The RNN encoder-decoder architecture is the standard choice for NMT systems. But the RNNs are prone to forgetting old information.
In NMT models, the attention is modeled in the unit of words while the use of phrases (instead of words) would be a better choice.
While NMT systems might be able to capture certain relationships between words, they are not explicitly designed to capture such information.

Learn the relationship between the source words using the context (neighboring words).
Relation Networks (RNs) build pairwise relations between source words using the representations generated by the RNNs. The RN would sit between the encoder and the attention layer of the encoder-decoder framework thereby keeping the main architecture unaffected.

Neural network which is desgined for relational reasoning.
Given a set of inputs * O = o₁, …, o_n *, RN is formed as a composition of inputs: RN(O) = f(sum(g(o_i, o_j))), f and g are functions used to learn the relations (feed forward networks)
g learns how the objects are related hence the name “relation”.
Components:
- CNN Layer
  - Extract information from the words surrounding the given word (context).
  - The final output of this layer is the sequence of vectors for different kernel width.
- Graph Propagation (GP) Layer
  - Connect all the words with each other in the form of a graph.
  - Each output vector from the CNN corresponds to a node in the graph and there is an edge between all possible pair of nodes.
  - The information flows between the nodes of the graph in a message passing sort of fashion (graph propagation) to obtain a new set of vectors for each node.
- Multi-Layer Perceptron (MLP) Layer
  - The representation from the GP Layer is fed to the MLP layer.
  - The layer uses residual connections from previous layers in form of concatenation.

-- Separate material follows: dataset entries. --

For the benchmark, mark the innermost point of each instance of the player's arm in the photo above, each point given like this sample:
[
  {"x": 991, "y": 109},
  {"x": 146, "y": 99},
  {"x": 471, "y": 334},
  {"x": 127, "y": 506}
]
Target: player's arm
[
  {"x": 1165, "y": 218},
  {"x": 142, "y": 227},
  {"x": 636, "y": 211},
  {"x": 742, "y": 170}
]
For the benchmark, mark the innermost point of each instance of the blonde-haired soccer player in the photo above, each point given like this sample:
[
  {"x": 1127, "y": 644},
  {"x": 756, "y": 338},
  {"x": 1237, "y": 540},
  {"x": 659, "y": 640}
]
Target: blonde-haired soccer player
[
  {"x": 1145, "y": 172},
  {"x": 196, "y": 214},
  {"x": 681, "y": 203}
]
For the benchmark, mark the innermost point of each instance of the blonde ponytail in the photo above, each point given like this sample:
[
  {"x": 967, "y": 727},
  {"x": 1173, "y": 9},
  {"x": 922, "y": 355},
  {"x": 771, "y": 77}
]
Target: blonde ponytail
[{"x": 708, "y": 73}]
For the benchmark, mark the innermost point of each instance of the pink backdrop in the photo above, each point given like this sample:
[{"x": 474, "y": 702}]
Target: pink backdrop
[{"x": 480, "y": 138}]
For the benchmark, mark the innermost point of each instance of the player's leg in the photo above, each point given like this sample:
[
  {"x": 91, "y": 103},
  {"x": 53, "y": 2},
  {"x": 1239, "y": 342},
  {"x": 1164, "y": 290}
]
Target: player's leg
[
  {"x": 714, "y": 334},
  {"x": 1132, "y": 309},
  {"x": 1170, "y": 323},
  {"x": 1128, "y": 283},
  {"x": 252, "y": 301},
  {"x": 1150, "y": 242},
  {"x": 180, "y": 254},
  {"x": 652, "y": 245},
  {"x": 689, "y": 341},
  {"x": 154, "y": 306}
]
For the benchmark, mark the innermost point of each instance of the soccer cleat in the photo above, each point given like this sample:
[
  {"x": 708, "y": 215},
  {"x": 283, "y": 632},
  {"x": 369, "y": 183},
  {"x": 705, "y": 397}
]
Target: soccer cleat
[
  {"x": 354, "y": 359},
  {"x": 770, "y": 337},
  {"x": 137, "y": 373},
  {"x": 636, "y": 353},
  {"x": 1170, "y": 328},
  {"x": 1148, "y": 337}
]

As sentences become larger (more than 50 words), RNMT clearly outperforms other baselines.
Qualitative evaluation shows that RNMT+ model captures the word alignment better than the NMT+ models.
Similarly, NMT+ system tends to miss some information from the source sentence (more so for longer sentences). While both CNNs and RNNs are weak at capturing long-term dependency, using the relation layer mitigates this issue to some extent.